Le Gros Journal de Mouloud Achour a reçu aux pieds de la Tour Eiffel la chanteuse Beth Ditto et le rappeur Joke, pour une rencontre inédite entre le Français et l’Américaine.
LE GROS JOURNAL BETH DITTO JOKE DEF par legrosjournal
Mouloud : Salut et bienvenue dans le Gros Journal, on s’est mis juste en bas de la Tour Eiffel pour accueillir une grande dame de la pop, elle s’appelle Beth Ditto, du groupe Gossip. Beth Ditto revient, et on va lui présenter un autre excentrique, mais qui vient du rap, il s’appelle Joke, il vient de Montpellier, son deuxième album sort dans les jours qui viennent, et il est très attendu. Comment ça va ?
Joke : Ça va très bien.
On va parler français ou anglais ?
Beth Ditto : Français et anglais aussi.
Tu seras la présentatrice, ok ?
Beth Ditto : Ok.
Regarde cette caméra et répète après moi. Bonjour !
Beth Ditto : Bonjour !
Je m’appelle Beth…
Beth Ditto : Je m’appelle Beth…
Mouloud : Je suis à côté de Joke.
Beth Ditto : Je suis à côté de Joke.
Dans l’émission de Mouloud…
Beth Ditto : Dans l’émission de Mouloud…
Et vous regardez…
Beth Ditto : Et vous regardez…
Le Gros…
Beth Ditto : Le Gros…
Journal !
Beth Ditto : Journal. Le Gros Journal.
La dernière fois qu’on s’était vu, c’était au Grand Journal à Cannes avec Sacha Baron Cohen.
Beth Ditto : Je me souviens. C’était mémorable.
Que s’est-il passé depuis ?
Beth Ditto : Beaucoup de choses !
Maintenant, tu chantes en solo, Gossip c’est fini. Tu écris une nouvelle page de l’histoire.
Beth Ditto : Gossip c’est fini. Ça a duré longtemps. On a eu la chance de travailler ensemble. Comme je lui disais, quand on garde un groupe d’amis soudés, c’est parce qu’on a confiance. C’était notre cas.
Ton histoire est dingue, tu t’es fait connaître avec ce single. Ensuite, tu es devenue une star mondiale.
Beth Ditto : Non.
Si c’est vrai. Quand tu vas dans n’importe quel McDonald et que tu entends ta chanson…
Beth Ditto : C’est le partenariat idéal. Quand on me voit, on voit McDonald.
Moi quand je te vois, je vois l’underground. Tu n’es pas une fausse pop star.
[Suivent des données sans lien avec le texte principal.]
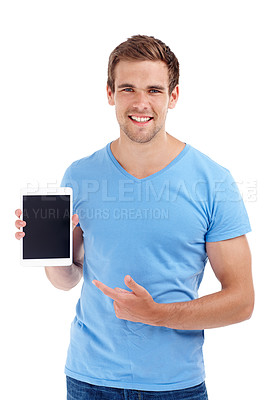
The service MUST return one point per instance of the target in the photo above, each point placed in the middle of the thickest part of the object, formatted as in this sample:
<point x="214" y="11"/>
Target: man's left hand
<point x="136" y="306"/>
Beth Ditto : Je n’ai pas l’impression d’être une pop star.
Tu es une icône de la pop, tu fais toutes les unes. D’après NME, tu es la fille la plus cool au monde. Comment vis-tu cette célébrité ?
Beth Ditto : Je ne m’en soucie pas. Je suis très douée pour ça et je suis américaine. Gossip n’a pas percé aux États-Unis. Quand je rentre chez moi, je conduis une Toyota, je reste chez moi, je fais le ménage, je m’occupe de mes chats.
Combien de chats ?
Deux.
Comment s’appellent-ils ?
Butter et Tofu. La nourriture… J’essaie juste de ne pas m’en soucier. Je m’intéresse aux gens, pas aux chiffres, et à la qualité… C’est ça que j’aime, parce que les concerts sont plus petits, plus conviviaux. Ça me manque beaucoup.
En parlant de public, est-ce que tu te rends compte de ce que tu lui as donné en matière d’égalité des droits dans le monde ? Rien qu’en matière d’estime de soi, tu as montré une nouvelle manière de devenir célèbre. Tu ne ressembles pas à Kim Kardashian ou à Kate Moss.
Je pense que mon derrière est plus gros que celui de Kim Kardashian. Parole d’honneur, il est plus gros. Il a plus de cellulite, naturel. Je ne sais pas, c’est gênant. Je viens de la scène punk où il n’y a qu’une seule façon d’être, c’est d’être soi-même. Je ne veux pas passer mon temps à changer et à me concentrer sur mon apparence. Ce n’est pas intéressant. Il y a bien plus intéressant que l’image, la silhouette ou la taille. On a aussi une créativité, une intelligence, un cerveau… De l’empathie, de l’intérêt pour les autres.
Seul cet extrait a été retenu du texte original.